Estonia is the northernmost of the three Baltic States and covers 17,462 square miles, making it slightly smaller than West Virginia. Its population of about 1.2 million is the smallest of the Baltic States. Despite its long occupation by the Soviet Union, today’s Estonia has found a clear path to freedom and independence and has, since the fall of the USSR, made great progress in rejoining the rest of Europe. Since regaining its independence, Estonia has held numerous free and fair elections and developed a high-tech economy that has earned it the title of Europe’s Silicon Valley.
Estonia is a member of both NATO and the EU. Its security concerns are in large part defined by its relationship and proximity to Russia, and Russia’s legacy as successor to the Soviet Union. This includes Estonia’s own large ethnic Russian minority (about 25 percent of the population), which has complained of marginalization and discrimination by the Estonian-speaking majority. Estonians have voiced concerns that Russia may attempt to manipulate that minority to undermine Estonian sovereignty or use it as an excuse for future intervention, even militarily.

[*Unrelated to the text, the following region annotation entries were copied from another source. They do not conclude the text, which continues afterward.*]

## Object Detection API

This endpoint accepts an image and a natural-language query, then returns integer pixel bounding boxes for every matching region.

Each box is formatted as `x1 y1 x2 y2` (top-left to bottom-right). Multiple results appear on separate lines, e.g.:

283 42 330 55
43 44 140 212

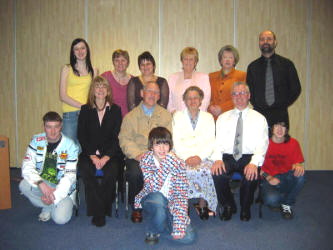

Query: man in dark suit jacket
246 30 301 127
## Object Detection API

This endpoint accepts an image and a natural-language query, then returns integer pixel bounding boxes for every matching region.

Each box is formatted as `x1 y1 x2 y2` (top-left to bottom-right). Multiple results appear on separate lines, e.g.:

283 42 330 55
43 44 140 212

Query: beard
260 43 275 53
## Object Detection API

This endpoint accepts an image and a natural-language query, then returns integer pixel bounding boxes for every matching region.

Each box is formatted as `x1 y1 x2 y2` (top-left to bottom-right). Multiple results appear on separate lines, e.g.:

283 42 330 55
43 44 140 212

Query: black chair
74 169 119 218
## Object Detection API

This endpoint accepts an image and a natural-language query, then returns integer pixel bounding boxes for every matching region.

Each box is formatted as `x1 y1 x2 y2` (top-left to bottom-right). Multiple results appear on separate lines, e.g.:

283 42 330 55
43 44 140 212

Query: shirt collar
141 103 156 116
234 106 250 117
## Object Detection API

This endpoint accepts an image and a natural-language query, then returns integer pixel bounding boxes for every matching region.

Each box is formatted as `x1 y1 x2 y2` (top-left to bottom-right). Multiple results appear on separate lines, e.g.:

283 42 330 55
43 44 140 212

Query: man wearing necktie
246 30 301 127
211 82 268 221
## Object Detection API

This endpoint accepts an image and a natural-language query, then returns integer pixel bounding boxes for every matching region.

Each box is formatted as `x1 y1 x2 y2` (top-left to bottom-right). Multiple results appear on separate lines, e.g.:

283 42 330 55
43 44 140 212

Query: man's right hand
210 160 226 175
266 175 280 186
38 182 55 205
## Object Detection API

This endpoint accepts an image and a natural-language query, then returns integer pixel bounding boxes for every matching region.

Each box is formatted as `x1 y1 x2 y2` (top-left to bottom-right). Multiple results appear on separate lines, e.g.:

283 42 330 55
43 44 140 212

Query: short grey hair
217 45 239 66
183 86 205 101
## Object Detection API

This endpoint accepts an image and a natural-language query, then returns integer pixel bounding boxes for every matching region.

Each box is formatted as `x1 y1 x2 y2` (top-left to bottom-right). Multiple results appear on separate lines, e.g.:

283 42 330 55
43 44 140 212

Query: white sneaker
281 204 293 219
38 210 51 222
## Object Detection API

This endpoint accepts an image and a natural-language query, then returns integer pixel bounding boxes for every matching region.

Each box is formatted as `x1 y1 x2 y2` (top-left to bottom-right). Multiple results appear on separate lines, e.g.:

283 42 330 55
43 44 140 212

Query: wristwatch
36 180 44 187
261 172 269 179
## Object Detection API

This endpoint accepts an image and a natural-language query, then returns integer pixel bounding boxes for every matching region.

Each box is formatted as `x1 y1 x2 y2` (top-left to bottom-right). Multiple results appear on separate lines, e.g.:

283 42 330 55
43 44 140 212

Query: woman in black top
78 76 122 226
127 51 169 111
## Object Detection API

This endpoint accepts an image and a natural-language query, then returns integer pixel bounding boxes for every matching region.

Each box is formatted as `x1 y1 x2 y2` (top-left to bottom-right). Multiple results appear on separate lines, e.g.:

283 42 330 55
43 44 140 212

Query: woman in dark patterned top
127 51 169 111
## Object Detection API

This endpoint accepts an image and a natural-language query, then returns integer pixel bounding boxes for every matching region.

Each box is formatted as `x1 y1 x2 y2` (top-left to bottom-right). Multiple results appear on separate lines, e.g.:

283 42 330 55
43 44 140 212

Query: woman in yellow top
208 45 246 120
60 38 98 143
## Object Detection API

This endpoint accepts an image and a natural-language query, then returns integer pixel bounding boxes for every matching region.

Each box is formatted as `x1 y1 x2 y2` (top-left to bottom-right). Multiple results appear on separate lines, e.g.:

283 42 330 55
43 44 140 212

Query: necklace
112 70 129 85
139 75 157 86
94 101 106 112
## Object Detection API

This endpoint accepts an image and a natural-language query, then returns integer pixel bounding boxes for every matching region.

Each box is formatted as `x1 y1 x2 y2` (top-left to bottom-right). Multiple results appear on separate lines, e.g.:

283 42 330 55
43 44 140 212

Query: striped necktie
265 58 275 106
233 112 243 161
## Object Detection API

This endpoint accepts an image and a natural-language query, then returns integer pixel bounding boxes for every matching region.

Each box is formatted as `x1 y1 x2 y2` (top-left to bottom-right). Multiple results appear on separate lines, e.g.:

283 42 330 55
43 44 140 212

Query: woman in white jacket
172 86 217 219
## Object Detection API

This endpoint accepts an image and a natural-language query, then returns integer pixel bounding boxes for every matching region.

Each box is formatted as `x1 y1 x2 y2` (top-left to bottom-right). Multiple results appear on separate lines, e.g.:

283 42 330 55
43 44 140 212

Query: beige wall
0 0 333 170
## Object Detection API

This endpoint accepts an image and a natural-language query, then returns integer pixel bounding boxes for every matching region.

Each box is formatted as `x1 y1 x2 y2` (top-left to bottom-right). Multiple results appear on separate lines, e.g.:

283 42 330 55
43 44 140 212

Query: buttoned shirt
212 107 268 166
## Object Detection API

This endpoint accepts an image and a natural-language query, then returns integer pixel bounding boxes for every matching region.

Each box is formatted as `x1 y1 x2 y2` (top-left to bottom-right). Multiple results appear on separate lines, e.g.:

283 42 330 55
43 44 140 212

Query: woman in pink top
168 47 211 113
102 49 132 117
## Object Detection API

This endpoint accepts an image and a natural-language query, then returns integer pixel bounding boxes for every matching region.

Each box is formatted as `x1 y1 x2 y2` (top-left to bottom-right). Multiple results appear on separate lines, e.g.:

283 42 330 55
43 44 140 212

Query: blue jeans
19 179 73 225
141 192 196 244
62 110 80 145
262 171 305 207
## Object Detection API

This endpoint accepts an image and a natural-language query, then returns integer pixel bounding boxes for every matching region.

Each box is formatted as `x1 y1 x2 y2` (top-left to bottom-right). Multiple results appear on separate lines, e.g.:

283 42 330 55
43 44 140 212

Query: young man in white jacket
19 112 79 224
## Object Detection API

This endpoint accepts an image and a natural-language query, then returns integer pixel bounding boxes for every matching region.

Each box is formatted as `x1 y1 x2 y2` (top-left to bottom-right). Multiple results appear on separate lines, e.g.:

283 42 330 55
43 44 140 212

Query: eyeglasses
144 89 160 95
95 84 107 89
231 91 249 97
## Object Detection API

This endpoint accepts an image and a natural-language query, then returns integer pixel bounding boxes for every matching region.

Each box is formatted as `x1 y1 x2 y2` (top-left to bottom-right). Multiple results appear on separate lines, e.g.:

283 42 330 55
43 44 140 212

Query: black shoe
199 207 209 220
131 210 142 223
145 233 160 245
280 204 293 220
91 216 105 227
240 208 251 221
220 206 236 221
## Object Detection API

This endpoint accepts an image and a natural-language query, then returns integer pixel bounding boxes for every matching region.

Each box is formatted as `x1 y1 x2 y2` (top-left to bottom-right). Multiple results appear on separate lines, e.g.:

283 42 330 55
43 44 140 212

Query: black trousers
254 107 289 128
213 154 258 209
125 159 143 208
79 156 121 216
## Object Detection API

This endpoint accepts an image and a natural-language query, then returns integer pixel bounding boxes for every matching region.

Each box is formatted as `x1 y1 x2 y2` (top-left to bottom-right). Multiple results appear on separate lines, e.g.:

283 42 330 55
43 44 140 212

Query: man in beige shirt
119 82 172 223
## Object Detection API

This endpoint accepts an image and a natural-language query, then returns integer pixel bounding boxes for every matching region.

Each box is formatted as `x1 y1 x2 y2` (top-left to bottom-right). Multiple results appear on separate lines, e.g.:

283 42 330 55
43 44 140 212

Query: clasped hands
38 182 56 205
211 160 258 181
90 155 110 169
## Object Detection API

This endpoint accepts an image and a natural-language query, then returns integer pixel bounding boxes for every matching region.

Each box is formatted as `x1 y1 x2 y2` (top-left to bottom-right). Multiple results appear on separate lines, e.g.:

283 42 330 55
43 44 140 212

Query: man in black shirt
246 30 301 127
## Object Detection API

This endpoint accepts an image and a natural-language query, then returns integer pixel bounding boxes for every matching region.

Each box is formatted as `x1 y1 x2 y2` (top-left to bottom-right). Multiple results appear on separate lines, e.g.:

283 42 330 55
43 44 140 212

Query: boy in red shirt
261 122 304 219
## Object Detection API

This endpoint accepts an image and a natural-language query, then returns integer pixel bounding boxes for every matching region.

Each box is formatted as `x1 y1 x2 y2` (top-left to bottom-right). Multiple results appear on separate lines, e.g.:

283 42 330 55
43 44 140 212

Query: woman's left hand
185 155 201 167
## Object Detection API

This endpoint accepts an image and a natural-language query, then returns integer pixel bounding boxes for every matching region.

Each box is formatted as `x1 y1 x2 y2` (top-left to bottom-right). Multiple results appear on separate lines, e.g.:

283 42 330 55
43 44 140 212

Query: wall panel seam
13 0 19 167
84 0 89 41
303 0 312 168
157 0 163 75
233 0 238 48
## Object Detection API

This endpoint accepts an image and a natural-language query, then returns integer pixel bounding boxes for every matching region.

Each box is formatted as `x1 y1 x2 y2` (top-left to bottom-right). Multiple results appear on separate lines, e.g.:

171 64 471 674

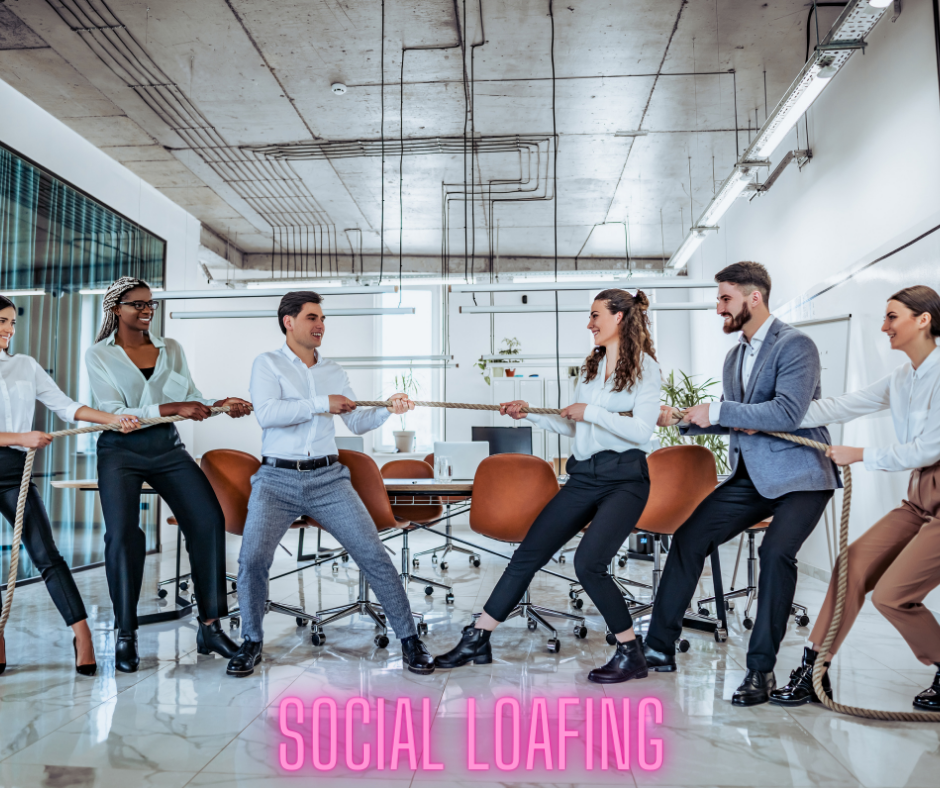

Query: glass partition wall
0 145 166 579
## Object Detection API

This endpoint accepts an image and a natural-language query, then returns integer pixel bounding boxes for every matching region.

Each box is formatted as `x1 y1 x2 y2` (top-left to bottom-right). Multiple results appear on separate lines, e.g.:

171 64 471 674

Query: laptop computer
434 441 490 479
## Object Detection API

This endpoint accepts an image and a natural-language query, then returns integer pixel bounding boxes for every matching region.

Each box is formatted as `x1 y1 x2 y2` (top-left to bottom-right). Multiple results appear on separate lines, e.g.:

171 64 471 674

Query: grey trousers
238 464 417 642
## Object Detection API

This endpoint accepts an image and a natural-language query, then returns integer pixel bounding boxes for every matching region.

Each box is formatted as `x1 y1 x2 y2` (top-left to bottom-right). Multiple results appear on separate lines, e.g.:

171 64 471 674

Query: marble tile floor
0 528 940 788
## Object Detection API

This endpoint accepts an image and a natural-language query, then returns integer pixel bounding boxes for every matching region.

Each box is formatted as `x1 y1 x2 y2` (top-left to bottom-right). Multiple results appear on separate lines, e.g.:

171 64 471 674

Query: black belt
261 454 339 471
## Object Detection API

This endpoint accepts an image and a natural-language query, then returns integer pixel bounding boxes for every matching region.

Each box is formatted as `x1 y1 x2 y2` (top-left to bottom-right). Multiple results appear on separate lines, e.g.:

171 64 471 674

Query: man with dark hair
228 292 434 676
644 262 841 706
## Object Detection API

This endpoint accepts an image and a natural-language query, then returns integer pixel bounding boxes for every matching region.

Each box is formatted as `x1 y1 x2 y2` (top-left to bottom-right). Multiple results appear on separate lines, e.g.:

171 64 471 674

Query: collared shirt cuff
862 447 883 471
708 400 721 424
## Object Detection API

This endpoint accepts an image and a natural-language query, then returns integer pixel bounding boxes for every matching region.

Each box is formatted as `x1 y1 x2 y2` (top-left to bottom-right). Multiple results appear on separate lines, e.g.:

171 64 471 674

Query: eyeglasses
118 301 160 312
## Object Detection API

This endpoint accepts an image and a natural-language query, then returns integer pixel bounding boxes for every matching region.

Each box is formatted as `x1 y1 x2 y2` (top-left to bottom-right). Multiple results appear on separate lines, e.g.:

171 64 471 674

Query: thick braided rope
0 405 229 637
767 432 940 722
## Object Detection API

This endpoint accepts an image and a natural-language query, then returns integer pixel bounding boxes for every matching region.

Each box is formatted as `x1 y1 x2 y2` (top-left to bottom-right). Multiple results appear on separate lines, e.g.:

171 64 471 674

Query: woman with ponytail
434 290 661 684
0 296 138 676
85 276 251 673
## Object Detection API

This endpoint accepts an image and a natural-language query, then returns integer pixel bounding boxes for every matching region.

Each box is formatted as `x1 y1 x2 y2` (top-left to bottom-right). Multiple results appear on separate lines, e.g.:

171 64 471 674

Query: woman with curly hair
434 290 661 684
85 276 251 673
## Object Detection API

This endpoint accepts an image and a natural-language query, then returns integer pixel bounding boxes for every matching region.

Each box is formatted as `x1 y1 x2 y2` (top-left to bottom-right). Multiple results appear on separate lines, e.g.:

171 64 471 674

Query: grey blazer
682 318 842 498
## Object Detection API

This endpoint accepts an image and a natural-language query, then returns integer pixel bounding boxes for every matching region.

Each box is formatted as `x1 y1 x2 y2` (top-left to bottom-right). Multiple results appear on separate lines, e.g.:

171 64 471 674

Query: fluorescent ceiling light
329 356 452 363
669 228 705 268
170 306 415 320
460 301 715 315
160 285 398 300
450 276 718 293
0 289 46 298
245 279 343 290
749 62 837 159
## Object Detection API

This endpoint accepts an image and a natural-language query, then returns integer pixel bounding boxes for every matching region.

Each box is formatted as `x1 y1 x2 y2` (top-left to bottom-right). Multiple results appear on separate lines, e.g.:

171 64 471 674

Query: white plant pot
392 430 415 454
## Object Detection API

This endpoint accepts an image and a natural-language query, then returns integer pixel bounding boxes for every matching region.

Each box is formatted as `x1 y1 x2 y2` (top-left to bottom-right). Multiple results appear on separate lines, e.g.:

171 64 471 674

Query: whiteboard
790 315 852 446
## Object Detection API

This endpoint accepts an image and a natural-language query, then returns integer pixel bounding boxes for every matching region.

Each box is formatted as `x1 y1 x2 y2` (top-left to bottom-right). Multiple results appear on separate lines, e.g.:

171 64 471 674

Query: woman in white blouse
435 290 661 684
85 277 251 673
770 285 940 712
0 296 138 676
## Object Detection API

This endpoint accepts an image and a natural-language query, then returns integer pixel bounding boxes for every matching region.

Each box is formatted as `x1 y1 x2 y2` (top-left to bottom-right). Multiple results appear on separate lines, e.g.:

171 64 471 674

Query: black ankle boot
434 624 493 668
225 640 264 678
770 647 832 706
588 640 649 684
114 630 140 673
731 668 777 706
401 635 434 675
914 663 940 711
196 619 238 659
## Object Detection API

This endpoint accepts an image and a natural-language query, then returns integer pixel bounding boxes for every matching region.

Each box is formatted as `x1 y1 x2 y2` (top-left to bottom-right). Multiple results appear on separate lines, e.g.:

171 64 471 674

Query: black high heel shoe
72 637 98 676
114 630 140 673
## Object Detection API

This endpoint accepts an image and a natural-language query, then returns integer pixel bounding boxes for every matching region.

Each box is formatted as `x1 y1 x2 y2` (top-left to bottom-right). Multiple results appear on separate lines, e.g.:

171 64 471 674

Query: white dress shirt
708 315 774 424
85 332 221 419
526 355 662 460
800 350 940 471
251 342 391 460
0 350 82 451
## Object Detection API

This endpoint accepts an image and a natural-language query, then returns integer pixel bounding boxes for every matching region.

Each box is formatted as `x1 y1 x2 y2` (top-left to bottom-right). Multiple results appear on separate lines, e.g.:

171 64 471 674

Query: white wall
689 3 940 610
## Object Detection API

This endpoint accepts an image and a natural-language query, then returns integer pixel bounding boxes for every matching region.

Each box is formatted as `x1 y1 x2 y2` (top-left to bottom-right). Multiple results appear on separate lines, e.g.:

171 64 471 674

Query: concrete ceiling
0 0 840 272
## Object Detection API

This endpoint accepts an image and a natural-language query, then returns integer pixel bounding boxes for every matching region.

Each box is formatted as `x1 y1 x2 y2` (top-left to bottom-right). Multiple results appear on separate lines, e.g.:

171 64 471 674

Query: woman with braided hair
0 296 139 676
434 290 661 684
85 276 251 673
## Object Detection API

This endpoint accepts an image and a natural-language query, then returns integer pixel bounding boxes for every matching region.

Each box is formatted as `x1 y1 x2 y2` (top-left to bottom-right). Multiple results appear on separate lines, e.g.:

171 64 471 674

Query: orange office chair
199 449 318 627
470 454 587 654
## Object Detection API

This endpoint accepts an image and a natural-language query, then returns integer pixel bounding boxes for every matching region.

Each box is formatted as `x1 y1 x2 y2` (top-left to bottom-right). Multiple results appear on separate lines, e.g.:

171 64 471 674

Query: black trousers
98 424 228 632
0 446 88 626
483 449 650 633
647 458 833 673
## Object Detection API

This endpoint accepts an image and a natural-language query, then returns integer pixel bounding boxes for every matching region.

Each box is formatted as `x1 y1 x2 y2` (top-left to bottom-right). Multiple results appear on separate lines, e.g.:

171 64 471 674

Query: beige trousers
810 463 940 665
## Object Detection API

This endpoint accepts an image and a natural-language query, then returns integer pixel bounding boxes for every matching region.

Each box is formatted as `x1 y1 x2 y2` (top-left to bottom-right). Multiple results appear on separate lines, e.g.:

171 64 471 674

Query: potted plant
392 369 419 452
659 370 731 473
474 337 522 386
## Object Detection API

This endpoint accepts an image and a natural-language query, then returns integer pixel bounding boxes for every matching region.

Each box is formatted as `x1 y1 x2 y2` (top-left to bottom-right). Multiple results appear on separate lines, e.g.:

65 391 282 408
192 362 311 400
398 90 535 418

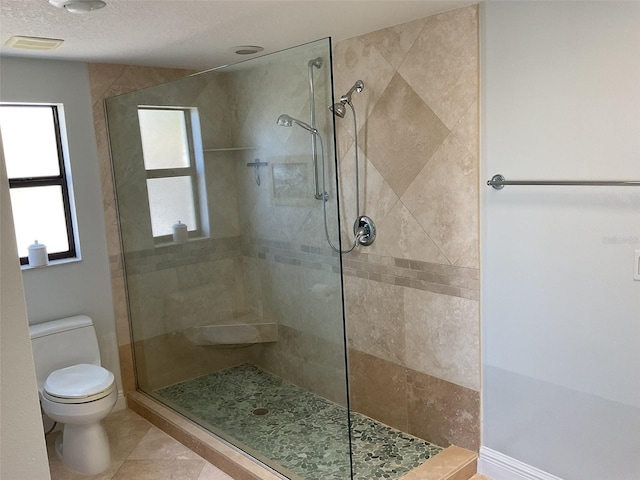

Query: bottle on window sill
173 220 189 243
27 240 49 267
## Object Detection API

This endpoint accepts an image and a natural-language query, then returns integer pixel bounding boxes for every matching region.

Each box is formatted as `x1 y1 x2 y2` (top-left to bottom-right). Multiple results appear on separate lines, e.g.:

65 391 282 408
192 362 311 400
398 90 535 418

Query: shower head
277 113 318 135
309 57 323 68
340 80 364 103
329 102 347 118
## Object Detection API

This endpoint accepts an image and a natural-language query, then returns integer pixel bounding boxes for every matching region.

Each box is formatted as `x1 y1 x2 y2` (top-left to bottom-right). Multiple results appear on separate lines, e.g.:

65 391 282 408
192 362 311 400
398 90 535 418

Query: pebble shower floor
156 364 442 480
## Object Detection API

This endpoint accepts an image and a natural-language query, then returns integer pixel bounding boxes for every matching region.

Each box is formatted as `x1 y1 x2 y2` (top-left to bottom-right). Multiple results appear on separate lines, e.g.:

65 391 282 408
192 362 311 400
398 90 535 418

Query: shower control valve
353 215 376 247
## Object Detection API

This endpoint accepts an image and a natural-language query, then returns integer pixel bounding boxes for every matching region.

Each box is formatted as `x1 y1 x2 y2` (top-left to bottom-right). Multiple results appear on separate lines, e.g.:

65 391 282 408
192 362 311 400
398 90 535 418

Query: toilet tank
29 315 100 390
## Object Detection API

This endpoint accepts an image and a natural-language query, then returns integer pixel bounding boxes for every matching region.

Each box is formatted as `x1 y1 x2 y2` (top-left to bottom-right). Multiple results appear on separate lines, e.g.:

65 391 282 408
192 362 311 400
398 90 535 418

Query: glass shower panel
106 39 351 479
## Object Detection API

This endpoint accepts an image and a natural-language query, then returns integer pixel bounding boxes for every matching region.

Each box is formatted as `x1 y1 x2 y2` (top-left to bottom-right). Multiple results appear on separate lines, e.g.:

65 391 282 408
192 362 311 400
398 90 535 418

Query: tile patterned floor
156 364 442 480
47 410 233 480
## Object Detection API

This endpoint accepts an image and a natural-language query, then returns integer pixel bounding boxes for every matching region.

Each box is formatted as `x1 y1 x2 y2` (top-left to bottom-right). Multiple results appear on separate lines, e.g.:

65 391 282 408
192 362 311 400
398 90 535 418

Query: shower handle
353 215 376 247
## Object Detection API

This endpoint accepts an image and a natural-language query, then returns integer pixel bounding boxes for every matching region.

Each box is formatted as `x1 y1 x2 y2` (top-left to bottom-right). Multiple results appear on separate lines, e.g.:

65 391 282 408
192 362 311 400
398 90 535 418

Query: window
0 104 76 265
138 106 201 242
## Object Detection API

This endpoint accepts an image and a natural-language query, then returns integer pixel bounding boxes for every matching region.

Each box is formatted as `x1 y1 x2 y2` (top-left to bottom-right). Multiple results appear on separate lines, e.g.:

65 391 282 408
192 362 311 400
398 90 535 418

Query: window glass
10 185 69 257
0 105 60 178
138 108 190 170
0 104 76 265
147 176 199 237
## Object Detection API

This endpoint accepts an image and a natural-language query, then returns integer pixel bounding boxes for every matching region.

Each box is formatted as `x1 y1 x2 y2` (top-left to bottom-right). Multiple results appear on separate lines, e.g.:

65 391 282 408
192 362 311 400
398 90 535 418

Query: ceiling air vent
4 35 64 52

During the early years of Estonia’s independence, members of the Helsinki Commission repeatedly traveled to the country to observe elections and encourage their Estonian counterparts to embrace OSCE commitments. The Commission has also held numerous hearings to review Estonia’s progress in the areas of media freedom, human rights, and protection of minorities. In July 2019, the Permanent Secretary of the Ministry of Defense of the Republic of Estonia, Kristjan Prikk, testified during the Commission’s first international field hearing in Gdansk, Poland, on the topic of Baltic Sea regional security.